ABDOURAHMANE BA CHEF DES OPERATIONS (ONG Humanité et Inclusion)

4 avril : Journée internationale de la sensibilisation au problème des mines et de l’assistance à la lutte antimines, par cette occasion Intelligences Magazine s’est intéressé à ce champ d’action de l’Organisation non gouvernementale, Humanité et Inclusion, au Sénégal. La partie sud du pays (Casamance) a fait l’objet d’un grand conflit séparatiste entre 1982 et 2014. L’organisation met en œuvre un programme d’action contre les mines à travers la promotion de comportements sûrs des populations à proximité des zones dangereuses et la sécurisation des pistes, des espaces arables et des infrastructures socio-économiques de base polluées par la présence de mines et des restes explosifs de Guerre. Pour cet entretien, Abdourahmane BA, Superviseur des opérations de remise à disposition des terres (déminage) chez Humanité et Inclusion revient sur les différents paramètres des actions qu’il coordonne.

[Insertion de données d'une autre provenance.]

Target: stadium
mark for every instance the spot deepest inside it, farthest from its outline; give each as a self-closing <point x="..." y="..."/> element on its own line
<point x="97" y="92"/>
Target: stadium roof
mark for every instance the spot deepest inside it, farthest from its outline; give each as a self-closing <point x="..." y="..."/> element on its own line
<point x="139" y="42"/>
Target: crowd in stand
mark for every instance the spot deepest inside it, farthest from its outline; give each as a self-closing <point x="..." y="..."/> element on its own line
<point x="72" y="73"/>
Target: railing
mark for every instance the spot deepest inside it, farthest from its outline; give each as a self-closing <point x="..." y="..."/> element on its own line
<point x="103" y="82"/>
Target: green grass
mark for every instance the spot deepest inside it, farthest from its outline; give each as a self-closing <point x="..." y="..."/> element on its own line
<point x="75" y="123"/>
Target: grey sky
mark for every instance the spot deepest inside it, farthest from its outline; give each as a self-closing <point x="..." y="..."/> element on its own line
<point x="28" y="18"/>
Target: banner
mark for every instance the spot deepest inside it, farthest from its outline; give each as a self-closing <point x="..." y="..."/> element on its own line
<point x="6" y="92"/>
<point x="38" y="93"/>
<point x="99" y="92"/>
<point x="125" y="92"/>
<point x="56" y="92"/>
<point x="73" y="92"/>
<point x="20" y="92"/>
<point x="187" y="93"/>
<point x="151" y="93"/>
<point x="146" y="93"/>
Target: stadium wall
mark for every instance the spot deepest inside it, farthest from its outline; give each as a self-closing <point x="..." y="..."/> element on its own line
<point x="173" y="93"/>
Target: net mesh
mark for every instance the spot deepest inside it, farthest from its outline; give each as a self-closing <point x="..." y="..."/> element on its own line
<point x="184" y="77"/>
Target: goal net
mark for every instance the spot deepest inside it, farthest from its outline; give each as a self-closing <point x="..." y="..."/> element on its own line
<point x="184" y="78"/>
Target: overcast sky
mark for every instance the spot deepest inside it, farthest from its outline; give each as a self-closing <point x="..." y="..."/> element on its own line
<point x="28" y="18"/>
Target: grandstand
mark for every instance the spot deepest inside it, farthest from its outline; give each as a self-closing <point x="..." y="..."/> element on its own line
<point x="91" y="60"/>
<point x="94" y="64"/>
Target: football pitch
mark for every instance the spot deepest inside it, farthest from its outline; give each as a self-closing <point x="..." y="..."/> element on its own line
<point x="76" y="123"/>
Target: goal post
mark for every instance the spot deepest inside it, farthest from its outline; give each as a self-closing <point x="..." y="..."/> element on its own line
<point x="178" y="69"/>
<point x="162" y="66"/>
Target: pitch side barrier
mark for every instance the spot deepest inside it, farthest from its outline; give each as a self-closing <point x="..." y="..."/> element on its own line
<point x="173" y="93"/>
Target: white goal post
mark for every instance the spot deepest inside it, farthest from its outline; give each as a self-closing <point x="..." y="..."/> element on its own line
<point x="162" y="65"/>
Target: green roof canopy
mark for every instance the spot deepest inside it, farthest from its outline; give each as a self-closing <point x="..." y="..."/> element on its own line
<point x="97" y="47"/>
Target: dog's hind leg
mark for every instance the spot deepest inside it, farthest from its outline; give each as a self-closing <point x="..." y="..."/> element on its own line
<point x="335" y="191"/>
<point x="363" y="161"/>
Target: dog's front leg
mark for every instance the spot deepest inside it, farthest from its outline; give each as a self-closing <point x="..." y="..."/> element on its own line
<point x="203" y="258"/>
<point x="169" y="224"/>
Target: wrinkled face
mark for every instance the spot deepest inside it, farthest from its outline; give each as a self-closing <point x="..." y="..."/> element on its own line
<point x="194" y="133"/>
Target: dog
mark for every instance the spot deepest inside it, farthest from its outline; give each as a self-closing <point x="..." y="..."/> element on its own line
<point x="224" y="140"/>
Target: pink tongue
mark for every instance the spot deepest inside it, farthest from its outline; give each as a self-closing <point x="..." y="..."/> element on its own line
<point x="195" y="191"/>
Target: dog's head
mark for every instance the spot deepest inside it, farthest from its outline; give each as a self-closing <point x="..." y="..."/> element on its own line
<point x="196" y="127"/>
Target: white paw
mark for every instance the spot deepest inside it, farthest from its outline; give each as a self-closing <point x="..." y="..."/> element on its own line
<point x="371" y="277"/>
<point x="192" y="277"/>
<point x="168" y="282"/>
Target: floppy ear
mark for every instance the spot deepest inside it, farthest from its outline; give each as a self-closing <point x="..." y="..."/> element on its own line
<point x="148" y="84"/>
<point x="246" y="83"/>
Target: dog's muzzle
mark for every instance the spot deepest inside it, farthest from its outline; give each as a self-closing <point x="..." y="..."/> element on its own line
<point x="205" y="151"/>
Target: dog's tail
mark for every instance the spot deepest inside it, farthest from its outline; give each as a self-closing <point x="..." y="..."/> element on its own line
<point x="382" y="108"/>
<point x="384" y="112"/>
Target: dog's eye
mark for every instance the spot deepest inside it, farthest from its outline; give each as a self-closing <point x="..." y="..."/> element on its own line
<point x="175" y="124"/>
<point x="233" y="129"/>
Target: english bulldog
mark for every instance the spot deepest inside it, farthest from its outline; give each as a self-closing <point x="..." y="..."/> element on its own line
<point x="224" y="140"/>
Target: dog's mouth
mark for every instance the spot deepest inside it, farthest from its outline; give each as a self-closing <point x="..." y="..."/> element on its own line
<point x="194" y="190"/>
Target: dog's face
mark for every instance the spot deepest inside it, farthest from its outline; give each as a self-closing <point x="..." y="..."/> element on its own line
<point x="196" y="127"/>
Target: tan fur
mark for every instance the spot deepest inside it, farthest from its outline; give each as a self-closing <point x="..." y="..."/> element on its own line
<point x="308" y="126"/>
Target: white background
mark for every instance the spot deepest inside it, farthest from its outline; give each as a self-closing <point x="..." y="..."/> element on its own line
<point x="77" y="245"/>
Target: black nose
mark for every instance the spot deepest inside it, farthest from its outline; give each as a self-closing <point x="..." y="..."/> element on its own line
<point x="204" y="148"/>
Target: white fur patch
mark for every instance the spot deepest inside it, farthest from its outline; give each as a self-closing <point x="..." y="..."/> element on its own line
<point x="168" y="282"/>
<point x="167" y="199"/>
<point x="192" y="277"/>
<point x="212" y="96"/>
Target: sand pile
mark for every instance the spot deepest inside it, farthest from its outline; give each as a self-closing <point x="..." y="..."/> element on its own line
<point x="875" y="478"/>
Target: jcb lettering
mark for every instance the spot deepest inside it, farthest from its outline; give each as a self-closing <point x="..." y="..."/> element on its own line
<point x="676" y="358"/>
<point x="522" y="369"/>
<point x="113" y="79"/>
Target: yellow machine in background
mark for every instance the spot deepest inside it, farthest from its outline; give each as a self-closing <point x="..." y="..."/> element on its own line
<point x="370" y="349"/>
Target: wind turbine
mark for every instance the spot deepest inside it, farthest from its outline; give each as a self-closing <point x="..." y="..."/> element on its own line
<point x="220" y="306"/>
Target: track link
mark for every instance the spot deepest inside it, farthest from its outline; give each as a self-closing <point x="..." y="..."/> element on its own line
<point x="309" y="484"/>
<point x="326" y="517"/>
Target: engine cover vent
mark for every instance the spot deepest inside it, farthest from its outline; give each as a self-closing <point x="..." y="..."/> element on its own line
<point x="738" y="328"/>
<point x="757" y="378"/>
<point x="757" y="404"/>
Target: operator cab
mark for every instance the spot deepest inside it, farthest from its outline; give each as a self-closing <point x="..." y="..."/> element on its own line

En quoi consiste le déminage ?

Le déminage humanitaire vise à éliminer toutes les mines et munitions non explosées afin que la population civile puisse utiliser ces terrains sans danger. Le déminage humanitaire est la composante la plus importante de la lutte antimine et couvre un large éventail d’activités telles que les enquêtes non techniques, le marquage des zones suspectes, les enquêtes techniques, la destruction des mines ou munitions non-explosées, et la remise à disposition des terrains déminés.

 Comment procède -t-on ?

Dans le cadre de nos activités de déminage, nous disposons de plusieurs moyens de procédés techniques entre autres :

Le déminage manuel : qui consiste à une inspection des terres centimètre par centimètre, le long d’un couloir balisé, à l’aide de détecteurs de métaux combinés avec une sonde et une pelle d’excavation pour la détection de mines et restes explosifs de guerre par les démineurs et les démineuses.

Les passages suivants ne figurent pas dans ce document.